# Try These Six Simple Tips for Surviving Your First Year of Marriage



## Administrator

After spending a year or two (maybe more) planning your wedding, the big day finally arrives, and you become more than just a partner – you become a spouse. Getting married is a great and wonderful thing, but it takes a lot of work to keep a marriage together, especially during the first year. To make sure that your marriage gets off on the right foot, keep reading to learn about six simple tips for surviving the first year of marriage.

1. Create a Home Together

Even if you’ve been living together prior to getting married, it is important to create a home for yourselves during the first year of marriage. If you keep your living arrangements the same, you may end up feeling more like roommates than like a married couple. So, head to the home improvement store to stock up on paint to give your home a makeover and take the time to pick out home décor items together. Make it fun!
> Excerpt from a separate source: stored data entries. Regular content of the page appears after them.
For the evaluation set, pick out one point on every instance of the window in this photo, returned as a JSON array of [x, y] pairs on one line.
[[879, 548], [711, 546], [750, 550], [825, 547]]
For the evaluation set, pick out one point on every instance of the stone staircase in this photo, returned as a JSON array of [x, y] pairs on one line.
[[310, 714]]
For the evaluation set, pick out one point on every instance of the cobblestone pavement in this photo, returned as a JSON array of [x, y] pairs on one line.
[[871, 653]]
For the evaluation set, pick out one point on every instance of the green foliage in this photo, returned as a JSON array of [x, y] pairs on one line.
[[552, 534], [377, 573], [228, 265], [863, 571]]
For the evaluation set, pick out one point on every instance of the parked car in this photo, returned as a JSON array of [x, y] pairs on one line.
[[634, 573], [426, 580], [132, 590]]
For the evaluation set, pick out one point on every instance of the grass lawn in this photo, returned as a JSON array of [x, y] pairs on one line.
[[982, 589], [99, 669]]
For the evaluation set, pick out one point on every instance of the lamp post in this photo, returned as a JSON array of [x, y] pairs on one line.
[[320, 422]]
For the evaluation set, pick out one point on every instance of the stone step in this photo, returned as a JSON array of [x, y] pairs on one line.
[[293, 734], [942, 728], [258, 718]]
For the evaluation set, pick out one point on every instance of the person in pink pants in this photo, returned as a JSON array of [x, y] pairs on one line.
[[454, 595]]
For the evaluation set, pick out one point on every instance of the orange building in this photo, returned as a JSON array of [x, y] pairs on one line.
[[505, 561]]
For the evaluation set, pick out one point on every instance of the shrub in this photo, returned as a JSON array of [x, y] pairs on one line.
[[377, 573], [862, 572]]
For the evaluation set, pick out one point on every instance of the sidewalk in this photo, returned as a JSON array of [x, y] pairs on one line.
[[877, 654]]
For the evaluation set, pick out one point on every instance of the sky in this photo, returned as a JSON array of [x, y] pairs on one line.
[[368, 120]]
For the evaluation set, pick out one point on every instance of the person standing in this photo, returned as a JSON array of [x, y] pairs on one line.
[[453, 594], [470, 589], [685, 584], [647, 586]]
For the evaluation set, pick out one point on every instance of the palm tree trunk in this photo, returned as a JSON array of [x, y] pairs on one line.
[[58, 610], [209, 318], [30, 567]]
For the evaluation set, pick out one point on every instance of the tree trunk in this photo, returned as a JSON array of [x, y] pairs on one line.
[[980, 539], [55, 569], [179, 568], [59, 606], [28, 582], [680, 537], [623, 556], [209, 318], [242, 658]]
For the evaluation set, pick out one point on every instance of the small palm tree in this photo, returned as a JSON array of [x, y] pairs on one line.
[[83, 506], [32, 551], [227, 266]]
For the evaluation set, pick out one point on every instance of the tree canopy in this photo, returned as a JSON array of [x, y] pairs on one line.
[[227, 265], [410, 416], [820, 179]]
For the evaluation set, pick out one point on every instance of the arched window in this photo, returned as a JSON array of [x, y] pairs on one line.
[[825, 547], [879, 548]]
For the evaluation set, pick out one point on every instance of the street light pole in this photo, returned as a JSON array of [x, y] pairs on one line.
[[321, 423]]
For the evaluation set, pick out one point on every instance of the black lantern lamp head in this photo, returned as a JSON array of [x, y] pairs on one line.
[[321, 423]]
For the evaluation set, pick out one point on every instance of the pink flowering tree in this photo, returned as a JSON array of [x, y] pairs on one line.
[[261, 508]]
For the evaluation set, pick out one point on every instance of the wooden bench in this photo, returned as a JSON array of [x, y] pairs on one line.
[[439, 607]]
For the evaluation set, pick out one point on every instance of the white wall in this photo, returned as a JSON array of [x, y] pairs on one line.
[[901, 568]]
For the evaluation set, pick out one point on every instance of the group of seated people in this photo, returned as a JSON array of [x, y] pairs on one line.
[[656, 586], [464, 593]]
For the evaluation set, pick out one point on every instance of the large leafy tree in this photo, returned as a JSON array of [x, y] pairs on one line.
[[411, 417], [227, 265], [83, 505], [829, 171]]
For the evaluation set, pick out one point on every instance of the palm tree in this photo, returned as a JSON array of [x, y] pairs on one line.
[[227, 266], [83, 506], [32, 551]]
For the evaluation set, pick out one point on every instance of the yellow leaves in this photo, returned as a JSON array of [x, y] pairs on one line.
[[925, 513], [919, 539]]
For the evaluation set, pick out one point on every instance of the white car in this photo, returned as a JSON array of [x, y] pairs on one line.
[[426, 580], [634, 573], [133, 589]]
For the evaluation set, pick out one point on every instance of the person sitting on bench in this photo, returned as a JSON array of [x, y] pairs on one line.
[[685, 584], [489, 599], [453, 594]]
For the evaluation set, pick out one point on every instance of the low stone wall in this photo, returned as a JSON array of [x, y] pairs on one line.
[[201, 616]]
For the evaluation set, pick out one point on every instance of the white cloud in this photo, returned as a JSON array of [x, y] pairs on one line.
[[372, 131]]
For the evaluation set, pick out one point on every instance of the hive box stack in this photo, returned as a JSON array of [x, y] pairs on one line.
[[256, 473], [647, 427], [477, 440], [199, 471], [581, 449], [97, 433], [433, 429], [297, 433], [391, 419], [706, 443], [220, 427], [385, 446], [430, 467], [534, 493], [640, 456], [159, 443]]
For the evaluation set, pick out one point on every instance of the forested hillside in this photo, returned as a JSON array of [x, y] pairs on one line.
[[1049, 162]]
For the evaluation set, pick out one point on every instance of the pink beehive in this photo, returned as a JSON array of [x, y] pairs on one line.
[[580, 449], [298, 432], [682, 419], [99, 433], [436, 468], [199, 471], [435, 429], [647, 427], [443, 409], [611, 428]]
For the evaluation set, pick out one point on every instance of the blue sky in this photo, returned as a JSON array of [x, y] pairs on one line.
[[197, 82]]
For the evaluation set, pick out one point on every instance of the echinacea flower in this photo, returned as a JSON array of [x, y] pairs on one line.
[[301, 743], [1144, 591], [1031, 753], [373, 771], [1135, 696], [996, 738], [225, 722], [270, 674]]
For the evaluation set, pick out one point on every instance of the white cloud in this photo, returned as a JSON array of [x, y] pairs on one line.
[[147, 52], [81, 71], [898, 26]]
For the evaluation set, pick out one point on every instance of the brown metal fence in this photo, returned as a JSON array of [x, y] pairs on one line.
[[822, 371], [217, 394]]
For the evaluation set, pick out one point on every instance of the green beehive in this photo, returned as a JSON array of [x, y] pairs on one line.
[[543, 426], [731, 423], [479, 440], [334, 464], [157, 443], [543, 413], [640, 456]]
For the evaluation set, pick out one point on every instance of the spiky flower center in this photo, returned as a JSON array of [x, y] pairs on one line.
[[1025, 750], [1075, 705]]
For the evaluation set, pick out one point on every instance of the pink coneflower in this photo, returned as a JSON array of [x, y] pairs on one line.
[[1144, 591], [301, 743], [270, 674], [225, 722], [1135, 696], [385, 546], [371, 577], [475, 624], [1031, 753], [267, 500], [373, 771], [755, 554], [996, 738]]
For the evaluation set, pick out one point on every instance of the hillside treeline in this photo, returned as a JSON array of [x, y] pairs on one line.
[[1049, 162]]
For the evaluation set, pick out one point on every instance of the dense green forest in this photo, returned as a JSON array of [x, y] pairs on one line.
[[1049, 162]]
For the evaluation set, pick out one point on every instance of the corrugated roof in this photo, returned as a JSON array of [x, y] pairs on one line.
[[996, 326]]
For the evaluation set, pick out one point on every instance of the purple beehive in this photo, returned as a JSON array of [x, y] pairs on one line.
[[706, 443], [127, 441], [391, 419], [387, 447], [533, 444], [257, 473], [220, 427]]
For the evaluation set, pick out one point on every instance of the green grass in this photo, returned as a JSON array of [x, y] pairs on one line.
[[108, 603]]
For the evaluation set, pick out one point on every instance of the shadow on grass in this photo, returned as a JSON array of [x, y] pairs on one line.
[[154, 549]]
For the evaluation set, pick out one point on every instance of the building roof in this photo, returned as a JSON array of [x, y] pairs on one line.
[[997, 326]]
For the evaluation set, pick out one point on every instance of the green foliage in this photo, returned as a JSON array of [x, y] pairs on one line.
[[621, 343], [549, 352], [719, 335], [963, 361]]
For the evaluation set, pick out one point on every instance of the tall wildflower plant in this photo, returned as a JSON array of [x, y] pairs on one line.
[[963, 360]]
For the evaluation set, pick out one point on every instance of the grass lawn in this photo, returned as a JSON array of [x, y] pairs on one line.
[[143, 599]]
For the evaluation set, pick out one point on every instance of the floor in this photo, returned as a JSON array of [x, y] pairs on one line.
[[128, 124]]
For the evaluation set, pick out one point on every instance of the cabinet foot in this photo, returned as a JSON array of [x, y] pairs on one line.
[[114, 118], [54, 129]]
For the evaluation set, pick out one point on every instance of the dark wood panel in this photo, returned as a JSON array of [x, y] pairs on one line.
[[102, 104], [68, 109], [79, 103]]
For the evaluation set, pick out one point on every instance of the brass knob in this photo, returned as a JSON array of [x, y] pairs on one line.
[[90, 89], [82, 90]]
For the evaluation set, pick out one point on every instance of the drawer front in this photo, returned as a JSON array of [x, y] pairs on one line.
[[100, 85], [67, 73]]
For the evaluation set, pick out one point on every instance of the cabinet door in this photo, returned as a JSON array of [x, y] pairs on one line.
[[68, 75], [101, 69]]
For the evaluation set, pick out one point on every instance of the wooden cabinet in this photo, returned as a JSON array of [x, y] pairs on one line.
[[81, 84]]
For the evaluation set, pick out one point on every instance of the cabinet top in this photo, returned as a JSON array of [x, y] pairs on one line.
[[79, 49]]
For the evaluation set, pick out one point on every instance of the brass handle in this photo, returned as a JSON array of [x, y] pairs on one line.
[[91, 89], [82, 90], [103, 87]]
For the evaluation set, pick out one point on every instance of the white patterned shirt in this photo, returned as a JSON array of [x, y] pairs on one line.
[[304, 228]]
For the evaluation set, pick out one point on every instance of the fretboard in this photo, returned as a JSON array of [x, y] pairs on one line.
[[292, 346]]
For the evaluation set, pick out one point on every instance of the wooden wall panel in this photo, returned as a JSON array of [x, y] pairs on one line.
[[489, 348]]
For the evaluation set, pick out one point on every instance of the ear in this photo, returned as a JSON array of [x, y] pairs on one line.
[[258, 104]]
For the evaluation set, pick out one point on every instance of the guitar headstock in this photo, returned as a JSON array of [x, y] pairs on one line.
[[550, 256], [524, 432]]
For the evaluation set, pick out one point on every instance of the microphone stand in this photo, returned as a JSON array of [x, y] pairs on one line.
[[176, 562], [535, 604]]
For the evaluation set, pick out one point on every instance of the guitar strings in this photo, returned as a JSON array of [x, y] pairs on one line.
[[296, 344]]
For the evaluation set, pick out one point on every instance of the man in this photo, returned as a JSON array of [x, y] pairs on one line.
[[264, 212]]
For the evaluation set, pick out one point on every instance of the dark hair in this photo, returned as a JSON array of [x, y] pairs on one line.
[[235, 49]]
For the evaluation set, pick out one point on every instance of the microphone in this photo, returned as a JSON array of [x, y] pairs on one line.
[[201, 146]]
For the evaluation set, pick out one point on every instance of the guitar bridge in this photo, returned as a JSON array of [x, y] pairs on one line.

2. Cut Yourselves Some Slack

Marriage is hard, and it takes a lot of time and effort to really make it work. During your first year, you are going to make some mistakes as you learn how to live as a married couple – you’ll also find that you learn more about your spouse and about yourself. When problems arise, talk about them with your spouse and work through the difficulties – don’t let things fall to the wayside or they may sew the seeds of resentment and that is a surefire way to kill a marriage.

3. Make Time for Romance

Life is busy, there is no escaping it, but if your marriage is going to survive the first year and beyond you need to make time for each other. When you are spending quality time with your spouse, be fully engaged – turn off the TV and put your phone away. Maybe the two of you will set aside one night a week for date night, or maybe you choose to eat dinner together every night and talk about your days. Whatever makes you feel close to your partner, make it a priority!

4. Practice Gratitude

You chose to marry your partner because you love and respect them, so make an effort to make those things known each and every day! There is nothing wrong with blowing off a little steam with your friends when the going gets rough, but don’t forget to be thankful for the things (and the partner) you have. Thank your spouse for the person they are and for what they bring to the marriage. When you do, you’ll find yourself appreciating them that much more.

5. Take Care of Yourself

Many newlyweds get caught up in the excitement of being a married couple, but it is important to maintain some degree of independence. While you and your spouse are in a partnership, you both need to remain strong in who you are as individuals for it to work. Don’t give up your hobbies and make sure you spend some time apart each week to fulfill your individual needs.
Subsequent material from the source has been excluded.